Segnali di attività nel passato

Come evidenziato nel report, “il settore di parete dove si è sviluppata la frana aveva già dato segnali di attività nel passato come testimoniano i numerosi blocchi di grandi dimensioni presenti alla sua base. Facendo riferimento alle tre coperture di ortofoto disponibili per l’ultimo decennio (2010, 2015, 2018), focalizzando l’attenzione sui massi ciclopici visualizzabili sul cono detritico, risulta evidente un marcato incremento dello stato di attività nel corso della prima metà del secondo decennio del XXI secolo; in particolare sulle ortofoto del 2010 si riconoscono due grossi blocchi, peraltro già presenti alcuni decenni prima, come testimoniano le riprese dei voli aerei precedenti. Invece osservando le ortofoto del 2015 si può constatare un netto aumento dei massi nella fascia altimetrica compresa tra 2.500 e 2.550 m (cfr. Immagini 10 e 11 dell’Atlante Fotografico), probabilmente conseguenti ad un crollo di proporzioni molto importanti eppure, nonostante ciò, non conosciuto. Questa situazione rimane pressoché invariata negli anni successivi fino all’ulteriore pulsazione che si è verificata il 26 dicembre del 2019″.

Qual è la situazione attuale e quali gli scenari futuri? “Nel corso del 2020, come si è potuto accertare direttamente durante i sopralluoghi condotti per studiare il fenomeno, il settore di parete destabilizzato dal crollo ha manifestato una residua attività che si è protratta fino agli inizi dell’estate con distacchi di porzioni lapidee per lo più di dimensioni modeste; successivamente questa zona della parete Nord Est del Monviso sembra essere entrata in una fase di maggior quiescenza. Situazione tuttavia che non può che essere considerata temporanea data la notevole fratturazione dell’ammasso roccioso. Da segnalare che nel corso dell’estate ha subito un incremento di attività per frane di crollo una porzione della stessa parete ma ubicata più a sud quindi più prossima al Colle di Viso”. La parete è dunque in una fase di quiete temporanea, il che non esclude nuovi crolli futuri.

C’è da temere per il sentiero del Quintino Sella?
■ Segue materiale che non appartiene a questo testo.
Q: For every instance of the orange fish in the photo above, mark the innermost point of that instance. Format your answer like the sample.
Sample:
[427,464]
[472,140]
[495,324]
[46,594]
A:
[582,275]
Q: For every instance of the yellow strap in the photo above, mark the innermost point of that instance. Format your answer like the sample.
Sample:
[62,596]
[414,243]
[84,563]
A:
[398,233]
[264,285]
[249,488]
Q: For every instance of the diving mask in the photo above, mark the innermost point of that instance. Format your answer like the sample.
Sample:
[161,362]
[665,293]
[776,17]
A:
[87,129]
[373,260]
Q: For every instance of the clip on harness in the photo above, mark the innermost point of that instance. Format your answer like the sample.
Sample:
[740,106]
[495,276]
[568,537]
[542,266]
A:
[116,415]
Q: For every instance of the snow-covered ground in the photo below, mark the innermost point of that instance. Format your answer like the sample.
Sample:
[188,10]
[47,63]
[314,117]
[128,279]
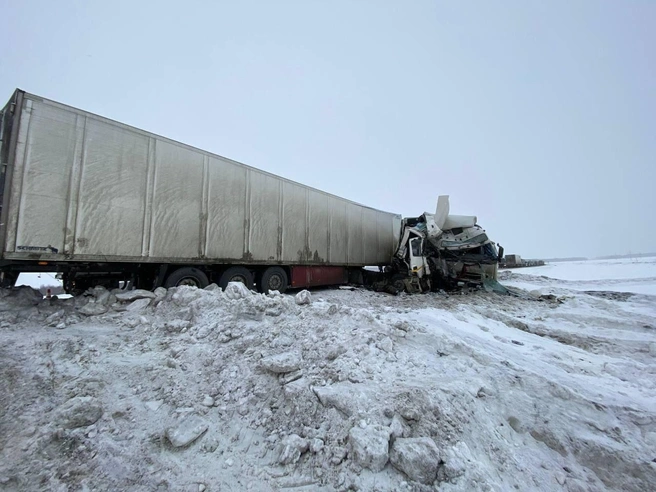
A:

Circa a 100 metri di quota più in basso rispetto al punto più distale dell’accumulo derivante dalla frana del 2019 si sviluppa il sentiero che da Pian del Re porta al Colle di Viso e quindi al Rifugio Quintino Sella (sentiero CNAV13). Gli esperti tranquillizzano a tal proposito, affermando che “le valutazioni morfologiche effettuate portano a ritenere improbabile il coinvolgimento del sentiero da parte di eventi di crollo della stessa magnitudo di quello del dicembre 2019; tuttavia non si può escludere completamente la possibilità che un blocco di dimensioni straordinarie, indicativamente superiori ai 1.000-1.500 m3, possa superare la zona a debole pendenza su cui normalmente si arrestano i materiali crollati e quindi riesca ad impegnare il ripido versante sottostante fino ad investire il sentiero”.

Proprio sulla base di tali considerazioni già nell’estate 2020 ricorderete che il Comune di Crissolo avesse emesso un’ordinanza di chiusura del tratto di sentiero soggetto a rischio potenziale, dirottando gli escursionisti sul limitrofo e sicuro sentiero CNAV13B che dal lato est del Lago Chiaretto si congiunge con il sentiero CNAV13 a monte della zona esposta alla frana.